La pratica della lupara bianca è, purtroppo, ancora diffusa tra i killer mafiosi. Ecco a cosa ci si riferisce.

Con la locuzione “lupara bianca” si intende un tipo di omicidio di stampo mafioso, che prevede l’eliminazione fisica del corpo di una vittima. La pratica è stata introdotta, in particolar modo, dalle cosche di Cosa Nostra negli anni Quaranta del secolo scorso. Erano soprattutto i Corleonesi, facenti capo a Totò Riina, ad impedire il ritrovamento dei cadaveri utilizzando metodologie apposite. Negli anni, i casi di Lupara bianca sono stati moltissimi e, come detto, soprattutto nella Sicilia infettata dalla mafia, ma non solo. Alcuni casi sono stati registrati anche all’estero, sempre legati a persone e avvenimenti legati alla criminalità organizzata nostrana. Ma come avviene l’occultamento e quali tecniche vengono usate per impedire il ritrovamento della vittima? Vediamo.

La lupara bianca

Come abbiamo visto, la pratica di eliminare fisicamente il cadavere di una vittima è detta Lupara bianca. Il nome deriva dalla lupara, un fucile a canne mozze usato originariamente per dare la caccia a lupi e cinghiali e utilizzato anche come arma, soprattutto dalla criminalità organizzata siciliana e calabrese. Indipendentemente dal modo di esecuzione dell’omicidio, ogni corpo non ritrovato è inserito tra le vittime della lupara bianca. Tale espressione deve la sua origine al modo in cui il giornalismo degli anni Sessanta descriveva le sparizioni dei corpi per mano mafiosa. Da allora la locuzione si è diffusa diventando di uso comune. Gli omicidi terminati con l’occultamento del cadavere, nella storia della criminalità organizzata, sono diversi.

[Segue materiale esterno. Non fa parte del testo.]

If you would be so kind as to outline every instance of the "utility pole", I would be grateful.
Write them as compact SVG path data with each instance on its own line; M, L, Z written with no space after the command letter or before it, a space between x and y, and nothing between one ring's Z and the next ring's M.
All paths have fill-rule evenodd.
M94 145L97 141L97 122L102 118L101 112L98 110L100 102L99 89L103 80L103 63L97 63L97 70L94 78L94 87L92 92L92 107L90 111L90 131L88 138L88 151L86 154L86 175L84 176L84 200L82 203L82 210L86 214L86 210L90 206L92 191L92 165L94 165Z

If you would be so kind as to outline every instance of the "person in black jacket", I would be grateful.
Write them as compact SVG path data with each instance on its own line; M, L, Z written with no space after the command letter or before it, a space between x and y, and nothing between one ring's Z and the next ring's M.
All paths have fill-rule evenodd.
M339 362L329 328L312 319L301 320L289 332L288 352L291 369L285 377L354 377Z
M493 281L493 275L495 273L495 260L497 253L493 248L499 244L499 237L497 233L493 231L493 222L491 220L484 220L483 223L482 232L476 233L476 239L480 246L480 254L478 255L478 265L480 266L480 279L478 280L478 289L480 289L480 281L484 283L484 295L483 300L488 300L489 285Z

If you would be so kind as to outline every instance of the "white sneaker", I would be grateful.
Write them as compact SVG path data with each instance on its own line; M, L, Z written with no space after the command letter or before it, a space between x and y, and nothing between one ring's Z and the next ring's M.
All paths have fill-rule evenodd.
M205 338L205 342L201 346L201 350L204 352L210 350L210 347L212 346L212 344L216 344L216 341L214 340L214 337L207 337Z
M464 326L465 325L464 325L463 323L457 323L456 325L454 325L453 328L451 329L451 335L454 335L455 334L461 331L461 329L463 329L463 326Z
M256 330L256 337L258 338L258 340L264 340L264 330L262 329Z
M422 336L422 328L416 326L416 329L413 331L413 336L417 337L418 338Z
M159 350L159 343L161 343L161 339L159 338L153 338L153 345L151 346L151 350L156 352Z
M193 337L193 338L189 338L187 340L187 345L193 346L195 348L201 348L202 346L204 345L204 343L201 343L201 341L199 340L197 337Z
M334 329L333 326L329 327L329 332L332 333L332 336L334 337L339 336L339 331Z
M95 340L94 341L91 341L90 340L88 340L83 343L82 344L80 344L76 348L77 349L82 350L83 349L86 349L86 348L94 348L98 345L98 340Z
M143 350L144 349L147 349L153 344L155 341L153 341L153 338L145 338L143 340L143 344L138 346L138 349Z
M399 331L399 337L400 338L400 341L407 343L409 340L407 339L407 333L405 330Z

Le modalità di trafugamento dei corpi

Ma come avvengono le sparizioni? Abbiamo detto che l’esecuzione dell’omicidio non incide sulla definizione. In genere, una volta che il corpo è senza vita, viene trafugato usando mezzi ricorrenti. Tra le pratiche più scabrose e tristemente note, c’è quella di sciogliere la vittima nell’acido e poi sbarazzarsi dei resti in modo che non resti traccia alcuna del cadavere. Non solo, però. Altra prassi comune è quella di seppellire il corpo in zone remote, solitamente di campagna, dove il ritrovamento di tracce è altamente improbabile. O, ancora, nascondere la vittima in aree in costruzione premurandosi di far colare del calcestruzzo sui suoi resti. Infine, il corpo della vittima poteva essere gettato in bacini d’acqua come le paludi, assicurandosi che un peso non lo facesse riemergere.

I significati del gesto

Ovviamente, il fatto di trafugare il corpo affinché non venga mai trovato ha una duplice valenza. Innanzitutto, impedire il ritrovamento della vittima è un ulteriore colpo per la famiglia, che non sarà così in grado di celebrare il funerale e di dare degna sepoltura al caro. In secondo luogo, la mancanza del corpo diminuisce le possibilità per la giustizia di risalire al nome del killer. Ancora oggi, capita che vengano ritrovati i resti di qualche cadavere. Sono probabilmente da riferire alle vittime di lupara bianca degli anni e dei decenni passati.